Anche lei è consapevole che le norme attuali vanno riformate perché le violenze dilagano e troppi casi di abusi sessuali restano impuniti. L’anno scorso quelli denunciati e per i quali sono in corso indagini criminali sono stati ben 1.600. Anche il suo progetto di legge, in parte scritto dal presidente della Commissione Forze Armate del Senato, il democratico del Michigan Carl Levin (e appoggiato dal capo del Pentagono, Chuck Hagel) limita i poteri delle gerarchie di esercito, marina e aviazione. In particolare toglie ai comandanti di militari imputati di reati sessuali il potere di respingere le sentenze o di non applicare certe sanzioni come la messa in congedo con disonore. Ma il progetto della McCaskill lascia comunque i tribunali militari sotto il controllo delle Forze Armate, mentre la Gillibrand sostiene che il moltiplicarsi degli stupri e i molti casi in cui i comandanti militari hanno sottovalutato i reati o hanno cercato di metterli a tacere, rendono necessario un intervento più radicale: la piena indipendenza delle corti marziali dalla catena di comando degli stati maggiori.

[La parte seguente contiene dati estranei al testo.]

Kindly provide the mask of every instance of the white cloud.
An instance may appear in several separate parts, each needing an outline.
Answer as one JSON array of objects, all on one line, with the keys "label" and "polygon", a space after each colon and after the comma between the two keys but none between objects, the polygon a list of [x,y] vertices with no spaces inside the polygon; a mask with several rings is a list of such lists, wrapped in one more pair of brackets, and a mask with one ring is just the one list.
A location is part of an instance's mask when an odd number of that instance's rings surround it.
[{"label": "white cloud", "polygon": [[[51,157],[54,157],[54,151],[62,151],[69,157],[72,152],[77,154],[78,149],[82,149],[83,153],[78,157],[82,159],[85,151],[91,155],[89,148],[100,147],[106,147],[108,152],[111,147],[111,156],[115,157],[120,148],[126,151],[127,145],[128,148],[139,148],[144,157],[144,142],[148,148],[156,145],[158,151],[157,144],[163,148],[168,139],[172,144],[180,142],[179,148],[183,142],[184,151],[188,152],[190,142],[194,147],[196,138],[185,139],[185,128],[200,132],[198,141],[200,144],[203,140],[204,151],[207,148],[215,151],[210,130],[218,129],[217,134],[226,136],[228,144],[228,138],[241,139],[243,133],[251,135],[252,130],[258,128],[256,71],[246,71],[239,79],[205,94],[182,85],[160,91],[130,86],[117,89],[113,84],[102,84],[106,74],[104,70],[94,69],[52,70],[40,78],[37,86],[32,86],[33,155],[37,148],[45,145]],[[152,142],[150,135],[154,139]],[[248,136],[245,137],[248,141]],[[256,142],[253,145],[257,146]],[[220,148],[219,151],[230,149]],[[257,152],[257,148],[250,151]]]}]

Molti vedono in questo un pericoloso «vulnus» nei poteri del Pentagono. Unità militari con un ruolo-chiave potrebbero trovarsi private del loro capo in un momento cruciale, magari solo in attesa di chiudere un’indagine nata da un’accusa infondata. Ma quello delle violenze sulle donne-soldato sta diventando un problema troppo grosso per non essere affrontato in modo radicale. E casi come quello recente di una militare ventenne fatta ubriacare e violentata da tre ufficiali durante un party vicino all’accademia di Annapolis, spingono a togliere ogni potere a comandanti che, volendo evitare a tutti costi lo scandalo, vengono a trovarsi inevitabilmente in conflitto d’interessi: la donna è stata sottoposta a 30 ore di massacranti e umilianti interrogatori nonostante i fatti fossero già testimoniati da un filmato messo in Rete da qualcuno del branco.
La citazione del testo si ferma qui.